At present, there is no agreement on the therapeutic dose and medication time of interleukin alone. Although interleukin combined with chemotherapy and/or interferon can achieve high remission response rate, it can not achieve good long-term survival.

Treatment of vulvar melanoma based on syndrome differentiation

Second, traditional Chinese medicine remedies for vulvar melanoma

1. ready-for-use traditional Chinese medicine is taken orally

(1) Xihuang Pill can clear away heat and toxic materials, eliminate phlegm and dissipate stagnation, promoting blood circulation and relieving pain. It is mainly used for treating phlegm and blood stasis and severe pain. 3g per pill, 1 pill each time, twice a day.

(2) Xiaojinwan 6g, twice a day. It is suitable for phlegm and blood stasis.

(3) Dahuang Shuchong Pill is one pill each time, twice a day. It is suitable for qi stagnation and blood stasis type.

(4) Liuwei Dihuang Pills are 20 pills each time, twice a day. It is suitable for yin deficiency of liver and kidney.

(5) Fuzi Lizhong Pill is one pill each time, twice a day.
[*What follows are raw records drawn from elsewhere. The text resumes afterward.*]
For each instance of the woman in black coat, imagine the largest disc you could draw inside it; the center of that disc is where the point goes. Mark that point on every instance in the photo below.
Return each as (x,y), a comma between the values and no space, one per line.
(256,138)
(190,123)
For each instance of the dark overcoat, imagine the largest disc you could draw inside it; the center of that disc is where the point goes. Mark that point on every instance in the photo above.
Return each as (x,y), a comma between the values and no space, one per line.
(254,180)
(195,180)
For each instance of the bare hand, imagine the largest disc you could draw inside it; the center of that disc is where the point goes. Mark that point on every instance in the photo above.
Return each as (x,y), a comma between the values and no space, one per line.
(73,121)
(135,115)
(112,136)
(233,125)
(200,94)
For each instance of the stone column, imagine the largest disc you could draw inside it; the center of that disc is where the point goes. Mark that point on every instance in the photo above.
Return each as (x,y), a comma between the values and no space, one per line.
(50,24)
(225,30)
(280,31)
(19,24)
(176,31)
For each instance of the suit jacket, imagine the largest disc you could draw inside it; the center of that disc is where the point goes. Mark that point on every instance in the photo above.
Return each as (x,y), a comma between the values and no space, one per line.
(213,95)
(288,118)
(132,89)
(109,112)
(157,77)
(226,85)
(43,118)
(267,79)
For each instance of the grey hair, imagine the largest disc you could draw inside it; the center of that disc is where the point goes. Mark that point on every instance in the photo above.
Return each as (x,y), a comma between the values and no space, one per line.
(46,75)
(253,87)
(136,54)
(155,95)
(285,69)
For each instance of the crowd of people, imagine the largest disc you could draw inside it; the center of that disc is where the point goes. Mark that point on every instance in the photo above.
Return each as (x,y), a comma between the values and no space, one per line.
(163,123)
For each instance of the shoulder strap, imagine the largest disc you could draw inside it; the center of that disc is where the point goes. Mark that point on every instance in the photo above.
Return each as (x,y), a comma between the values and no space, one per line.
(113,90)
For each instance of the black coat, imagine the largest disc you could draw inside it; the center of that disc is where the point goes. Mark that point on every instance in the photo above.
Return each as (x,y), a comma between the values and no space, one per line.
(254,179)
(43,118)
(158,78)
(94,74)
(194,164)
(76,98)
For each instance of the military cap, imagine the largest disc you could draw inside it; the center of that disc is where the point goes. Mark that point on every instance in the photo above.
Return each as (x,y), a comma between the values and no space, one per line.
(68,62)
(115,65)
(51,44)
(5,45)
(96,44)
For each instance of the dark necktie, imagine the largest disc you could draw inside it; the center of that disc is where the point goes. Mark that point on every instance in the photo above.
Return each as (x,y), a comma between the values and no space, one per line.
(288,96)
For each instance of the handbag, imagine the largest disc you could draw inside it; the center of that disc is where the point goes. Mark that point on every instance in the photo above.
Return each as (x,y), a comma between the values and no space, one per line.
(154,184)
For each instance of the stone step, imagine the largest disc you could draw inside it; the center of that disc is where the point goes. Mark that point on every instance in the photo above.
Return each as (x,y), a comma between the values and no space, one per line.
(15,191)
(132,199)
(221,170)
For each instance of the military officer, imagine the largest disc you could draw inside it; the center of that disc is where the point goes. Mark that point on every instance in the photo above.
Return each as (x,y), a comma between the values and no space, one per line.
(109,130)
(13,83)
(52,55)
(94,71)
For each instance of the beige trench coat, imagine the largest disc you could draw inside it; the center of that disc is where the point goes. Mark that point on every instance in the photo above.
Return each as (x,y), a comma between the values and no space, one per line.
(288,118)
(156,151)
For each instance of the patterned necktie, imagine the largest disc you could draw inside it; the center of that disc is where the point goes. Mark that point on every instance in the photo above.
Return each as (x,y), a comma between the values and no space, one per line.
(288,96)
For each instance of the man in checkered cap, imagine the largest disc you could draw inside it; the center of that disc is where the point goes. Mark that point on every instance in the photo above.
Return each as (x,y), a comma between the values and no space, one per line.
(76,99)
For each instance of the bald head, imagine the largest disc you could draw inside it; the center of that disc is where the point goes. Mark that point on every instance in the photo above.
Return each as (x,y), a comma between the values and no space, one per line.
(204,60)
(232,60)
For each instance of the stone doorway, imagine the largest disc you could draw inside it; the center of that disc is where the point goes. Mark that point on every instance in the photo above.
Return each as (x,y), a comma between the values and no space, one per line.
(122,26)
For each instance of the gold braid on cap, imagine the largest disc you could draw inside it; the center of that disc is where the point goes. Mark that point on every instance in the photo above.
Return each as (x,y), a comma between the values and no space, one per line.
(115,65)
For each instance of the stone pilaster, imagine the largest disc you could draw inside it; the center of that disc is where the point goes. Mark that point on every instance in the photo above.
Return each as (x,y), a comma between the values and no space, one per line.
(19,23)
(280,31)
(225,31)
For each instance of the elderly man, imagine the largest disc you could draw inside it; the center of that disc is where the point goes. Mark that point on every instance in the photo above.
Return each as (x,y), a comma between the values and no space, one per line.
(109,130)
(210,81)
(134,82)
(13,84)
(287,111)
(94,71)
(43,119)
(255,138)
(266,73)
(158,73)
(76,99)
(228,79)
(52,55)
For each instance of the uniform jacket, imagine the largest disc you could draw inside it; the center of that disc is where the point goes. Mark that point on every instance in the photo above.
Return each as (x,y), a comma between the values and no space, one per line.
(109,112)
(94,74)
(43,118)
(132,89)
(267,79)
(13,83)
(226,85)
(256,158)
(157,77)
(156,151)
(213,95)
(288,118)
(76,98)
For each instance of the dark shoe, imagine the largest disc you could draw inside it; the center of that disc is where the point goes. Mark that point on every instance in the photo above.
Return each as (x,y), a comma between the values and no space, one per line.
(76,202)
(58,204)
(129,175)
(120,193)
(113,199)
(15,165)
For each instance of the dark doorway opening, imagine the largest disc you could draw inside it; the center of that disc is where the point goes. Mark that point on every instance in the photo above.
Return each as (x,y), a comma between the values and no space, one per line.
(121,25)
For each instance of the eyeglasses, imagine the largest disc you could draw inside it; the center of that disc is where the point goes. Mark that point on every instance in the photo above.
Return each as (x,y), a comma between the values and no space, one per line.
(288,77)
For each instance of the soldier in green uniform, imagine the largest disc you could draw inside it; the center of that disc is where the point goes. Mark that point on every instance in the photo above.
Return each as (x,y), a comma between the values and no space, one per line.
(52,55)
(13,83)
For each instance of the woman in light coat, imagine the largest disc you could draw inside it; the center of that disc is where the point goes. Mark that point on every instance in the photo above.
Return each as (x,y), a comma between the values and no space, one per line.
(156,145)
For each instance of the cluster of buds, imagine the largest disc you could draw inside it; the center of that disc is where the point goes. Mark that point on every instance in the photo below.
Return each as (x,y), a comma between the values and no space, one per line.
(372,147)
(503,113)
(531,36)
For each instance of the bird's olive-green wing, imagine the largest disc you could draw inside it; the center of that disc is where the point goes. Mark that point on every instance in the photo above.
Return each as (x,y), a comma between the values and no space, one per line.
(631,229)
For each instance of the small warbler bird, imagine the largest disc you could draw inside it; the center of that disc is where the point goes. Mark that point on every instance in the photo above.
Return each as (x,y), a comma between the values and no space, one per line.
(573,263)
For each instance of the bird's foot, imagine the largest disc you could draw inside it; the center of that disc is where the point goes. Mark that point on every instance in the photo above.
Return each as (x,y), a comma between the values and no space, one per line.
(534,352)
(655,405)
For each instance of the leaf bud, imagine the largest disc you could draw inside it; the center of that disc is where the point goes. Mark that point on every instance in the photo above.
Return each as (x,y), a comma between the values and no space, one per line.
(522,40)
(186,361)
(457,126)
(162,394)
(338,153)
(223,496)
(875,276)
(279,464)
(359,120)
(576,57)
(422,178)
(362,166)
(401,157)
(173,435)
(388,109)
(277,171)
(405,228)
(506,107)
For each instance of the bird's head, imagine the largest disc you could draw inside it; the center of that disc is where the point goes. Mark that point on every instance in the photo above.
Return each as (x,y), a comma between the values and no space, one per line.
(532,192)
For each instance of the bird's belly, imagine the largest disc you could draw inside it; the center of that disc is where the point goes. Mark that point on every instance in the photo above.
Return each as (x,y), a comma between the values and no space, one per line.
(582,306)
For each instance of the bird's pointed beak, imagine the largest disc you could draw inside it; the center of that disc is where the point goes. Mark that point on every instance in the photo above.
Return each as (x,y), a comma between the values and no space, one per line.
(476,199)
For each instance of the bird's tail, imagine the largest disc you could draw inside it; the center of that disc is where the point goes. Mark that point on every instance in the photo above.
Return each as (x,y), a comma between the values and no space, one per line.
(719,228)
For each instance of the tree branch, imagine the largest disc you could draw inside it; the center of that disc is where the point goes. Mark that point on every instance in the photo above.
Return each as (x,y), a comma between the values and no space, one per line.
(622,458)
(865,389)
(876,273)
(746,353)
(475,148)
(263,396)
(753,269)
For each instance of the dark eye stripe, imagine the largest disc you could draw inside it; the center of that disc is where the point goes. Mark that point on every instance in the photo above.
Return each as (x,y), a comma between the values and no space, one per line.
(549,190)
It is suitable for spleen and kidney yang deficiency.

2. Diet aftercare after surgery

(1) Gas consumption hurts blood, so it is advisable to eat more products for invigorating qi and nourishing blood, such as jujube, longan, lentils, japonica rice, litchi, mushrooms, carrots, quail eggs, lotus root starch, beans, etc.

(2) When radiotherapy consumes yin-damaged liquid, it is advisable to eat more yin-nourishing liquid products, such as spinach, small vegetables, lotus root, plow, watermelon, banana, grape, sea cucumber, sugar cane, lily, etc.

(3) Chemotherapy is prone to loss of both qi and blood, so it is advisable to eat things that nourish qi and blood, such as fungus, mushrooms, walnut kernel, mulberry, coix rice porridge, red dates, longan, sea cucumber, etc.